On Sunday, September 23rd, I was sitting in a worn out TGIFridays in the Detroit airport. I sipped Sprite from a dingy, yellowed plastic cup, attempting to write about the significance of that day, but instead sat staring at the three measly ice cubes floating on the top. I managed to hack out these few sentences:
Twenty-five years ago today, my father passed away as a direct result of his alcoholism. Twenty-five years ago, he was the same age that I am right now, forty-four. I’ve only just started to scratch the surface on this life of mine and yet his was all over when he reached this point. It has made things interesting this year. I knew that this date was approaching, I knew what age I would be. I found some significance in the timing and the fact that I quit drinking. The tattoo I had imprinted on my arm was done in remembrance of him, as well as paying respects to my decision to quit.
My writing trailed off there. The piece I had looked forward to building for so long fell flat on the page in front of me. Something was missing, and it was missing from me. I didn’t have the words to fully describe how much the idea of being at the point in my life where it all ended for dad was sitting with me. I thought I’d partake in some sort of ritual on the anniversary of his death, and at the very least publish a meager blog post to honor his short life and the processes I’ve gone through leading up to this point in mine. Instead, I stared into my Sprite, boarded my plane and went home.
There was so much power in what I’ve done this year, and much like the trailing off above, the power has started to feel less so over the past couple of months. I had this incredible momentum, a drive to change, to grow and build something, to help others. Then that momentum crawled to a slow stop. Recently, I started to question if this website was just a silly idea and something to let go. I had thoughts that maybe my coaching training wasn’t really worth continuing to pursue. I wondered if there was any reason to start another sober women’s group like the Charlotte Sobriety Society when I move back to Michigan. I’m approaching ten months sober, and being without alcohol has gotten so much easier, but as that has happened, it’s almost like a sense of normalcy has started to settle in. Those things that were previously lighting me up seemed to be losing some of their power and magic. While normalcy can have its appeal, losing sight of my own power in the process does not.
After waking up at a criminal hour this Sunday morning, I opened my laptop with the intent of looking through some of my writing notes. I missed the urgency that possessed me in these wicked hours to get something down on a page and I thought I might try to find it again. What I saw first, in an out of place file, were the sentences above, written in that airport back in September. Every reason why this journey means so much shot right through me. Yes, I’m nearly ten months sober. Yes, things have gotten easier and that may be a big part of why some of my passions start to feel, well…less passionate. It is through challenges and struggles that many of my creative energies are awakened, but just because things are good is no reason for me to let everything that is important fall to the side.

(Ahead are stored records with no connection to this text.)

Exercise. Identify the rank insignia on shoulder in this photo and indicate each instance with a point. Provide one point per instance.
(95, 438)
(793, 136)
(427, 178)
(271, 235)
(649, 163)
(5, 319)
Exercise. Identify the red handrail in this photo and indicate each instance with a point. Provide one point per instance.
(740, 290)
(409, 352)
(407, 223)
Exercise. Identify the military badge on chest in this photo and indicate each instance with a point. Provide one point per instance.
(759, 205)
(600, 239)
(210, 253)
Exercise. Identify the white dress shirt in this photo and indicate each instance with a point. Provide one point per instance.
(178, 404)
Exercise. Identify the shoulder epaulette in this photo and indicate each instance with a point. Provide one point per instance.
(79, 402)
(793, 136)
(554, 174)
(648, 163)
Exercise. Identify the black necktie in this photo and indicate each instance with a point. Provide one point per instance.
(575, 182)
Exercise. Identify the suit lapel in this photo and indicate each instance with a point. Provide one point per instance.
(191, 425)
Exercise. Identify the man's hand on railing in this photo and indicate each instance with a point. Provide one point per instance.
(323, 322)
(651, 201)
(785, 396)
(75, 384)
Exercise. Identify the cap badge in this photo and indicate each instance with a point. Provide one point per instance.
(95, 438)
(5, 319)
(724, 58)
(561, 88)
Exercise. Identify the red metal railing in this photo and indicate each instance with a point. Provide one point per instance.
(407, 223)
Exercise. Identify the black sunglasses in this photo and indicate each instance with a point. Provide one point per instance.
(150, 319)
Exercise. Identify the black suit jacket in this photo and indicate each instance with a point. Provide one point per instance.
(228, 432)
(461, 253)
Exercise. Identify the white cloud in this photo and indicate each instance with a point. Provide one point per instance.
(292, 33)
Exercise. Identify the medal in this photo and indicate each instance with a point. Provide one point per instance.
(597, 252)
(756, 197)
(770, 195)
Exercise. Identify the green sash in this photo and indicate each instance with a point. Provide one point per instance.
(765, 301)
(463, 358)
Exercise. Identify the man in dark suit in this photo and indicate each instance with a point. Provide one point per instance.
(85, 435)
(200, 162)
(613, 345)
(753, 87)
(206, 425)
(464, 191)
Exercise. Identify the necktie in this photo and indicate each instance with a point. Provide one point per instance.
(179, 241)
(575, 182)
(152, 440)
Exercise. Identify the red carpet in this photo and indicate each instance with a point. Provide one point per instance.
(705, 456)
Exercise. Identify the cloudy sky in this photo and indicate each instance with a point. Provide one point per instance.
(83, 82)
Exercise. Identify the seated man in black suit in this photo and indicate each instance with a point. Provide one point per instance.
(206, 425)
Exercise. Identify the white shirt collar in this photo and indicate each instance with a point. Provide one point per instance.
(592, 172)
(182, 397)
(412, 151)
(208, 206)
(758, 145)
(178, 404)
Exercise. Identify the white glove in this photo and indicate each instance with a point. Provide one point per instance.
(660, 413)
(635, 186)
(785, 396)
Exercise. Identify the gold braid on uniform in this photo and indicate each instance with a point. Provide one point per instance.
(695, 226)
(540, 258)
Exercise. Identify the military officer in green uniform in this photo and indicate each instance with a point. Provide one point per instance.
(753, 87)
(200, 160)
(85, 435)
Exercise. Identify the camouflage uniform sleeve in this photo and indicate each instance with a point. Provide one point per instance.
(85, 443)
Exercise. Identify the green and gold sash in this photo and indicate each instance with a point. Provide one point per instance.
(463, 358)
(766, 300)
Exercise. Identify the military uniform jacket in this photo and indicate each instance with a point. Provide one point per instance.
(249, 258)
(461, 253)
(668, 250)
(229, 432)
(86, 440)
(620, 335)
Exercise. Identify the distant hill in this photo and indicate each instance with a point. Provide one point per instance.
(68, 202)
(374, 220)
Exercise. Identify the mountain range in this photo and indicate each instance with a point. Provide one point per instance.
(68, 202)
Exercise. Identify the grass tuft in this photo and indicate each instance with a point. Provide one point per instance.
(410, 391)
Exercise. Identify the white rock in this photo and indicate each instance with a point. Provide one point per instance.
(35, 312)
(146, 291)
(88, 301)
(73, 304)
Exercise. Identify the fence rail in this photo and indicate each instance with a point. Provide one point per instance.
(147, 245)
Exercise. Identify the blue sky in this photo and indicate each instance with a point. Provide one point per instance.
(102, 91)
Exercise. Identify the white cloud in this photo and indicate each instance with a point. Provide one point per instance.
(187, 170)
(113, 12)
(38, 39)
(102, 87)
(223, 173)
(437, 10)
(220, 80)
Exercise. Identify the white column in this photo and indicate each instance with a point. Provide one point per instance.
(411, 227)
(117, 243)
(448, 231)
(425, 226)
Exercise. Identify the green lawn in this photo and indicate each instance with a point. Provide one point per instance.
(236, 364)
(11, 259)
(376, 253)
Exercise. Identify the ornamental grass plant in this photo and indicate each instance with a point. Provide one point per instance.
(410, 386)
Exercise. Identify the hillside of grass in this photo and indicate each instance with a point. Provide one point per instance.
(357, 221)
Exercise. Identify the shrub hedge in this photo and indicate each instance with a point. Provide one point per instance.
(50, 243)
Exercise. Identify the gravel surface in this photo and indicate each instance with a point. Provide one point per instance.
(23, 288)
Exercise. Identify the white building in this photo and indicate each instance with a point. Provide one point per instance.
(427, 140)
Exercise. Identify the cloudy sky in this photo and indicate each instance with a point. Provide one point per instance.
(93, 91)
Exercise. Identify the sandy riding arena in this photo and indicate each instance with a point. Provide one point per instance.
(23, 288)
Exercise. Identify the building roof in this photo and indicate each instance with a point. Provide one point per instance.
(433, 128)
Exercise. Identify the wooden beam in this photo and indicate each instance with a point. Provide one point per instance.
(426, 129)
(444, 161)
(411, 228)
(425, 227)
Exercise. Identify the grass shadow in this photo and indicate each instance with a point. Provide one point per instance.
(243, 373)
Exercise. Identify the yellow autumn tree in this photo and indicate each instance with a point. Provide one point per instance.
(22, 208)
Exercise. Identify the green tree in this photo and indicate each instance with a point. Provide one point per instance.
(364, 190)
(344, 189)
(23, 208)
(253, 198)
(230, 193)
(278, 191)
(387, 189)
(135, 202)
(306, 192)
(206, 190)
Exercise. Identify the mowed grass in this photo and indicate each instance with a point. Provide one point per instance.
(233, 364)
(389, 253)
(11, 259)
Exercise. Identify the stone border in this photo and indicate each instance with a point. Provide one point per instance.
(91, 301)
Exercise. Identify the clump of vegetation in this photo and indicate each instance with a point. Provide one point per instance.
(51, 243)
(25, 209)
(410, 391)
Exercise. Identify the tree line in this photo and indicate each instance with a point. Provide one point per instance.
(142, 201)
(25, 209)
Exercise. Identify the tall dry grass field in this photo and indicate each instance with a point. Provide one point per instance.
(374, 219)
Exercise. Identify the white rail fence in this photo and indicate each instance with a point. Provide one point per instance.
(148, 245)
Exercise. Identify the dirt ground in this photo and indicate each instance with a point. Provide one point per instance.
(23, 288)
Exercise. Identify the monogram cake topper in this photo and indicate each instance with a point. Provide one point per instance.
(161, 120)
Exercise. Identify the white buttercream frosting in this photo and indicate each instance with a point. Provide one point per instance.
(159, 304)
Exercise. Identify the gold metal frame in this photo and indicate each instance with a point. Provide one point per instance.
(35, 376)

On my birthday this past August, I had the sense that forty-four was going to be a big year. A year of change, as I call it. Dad didn’t have a chance to see anything beyond this year, but I do. While it may take a lot of work and pushing myself, just as much as it might also mean the occasional break for self-care and reflection, there is going to be brilliance in this new normal. I may slow down from time to time, but I will not stop.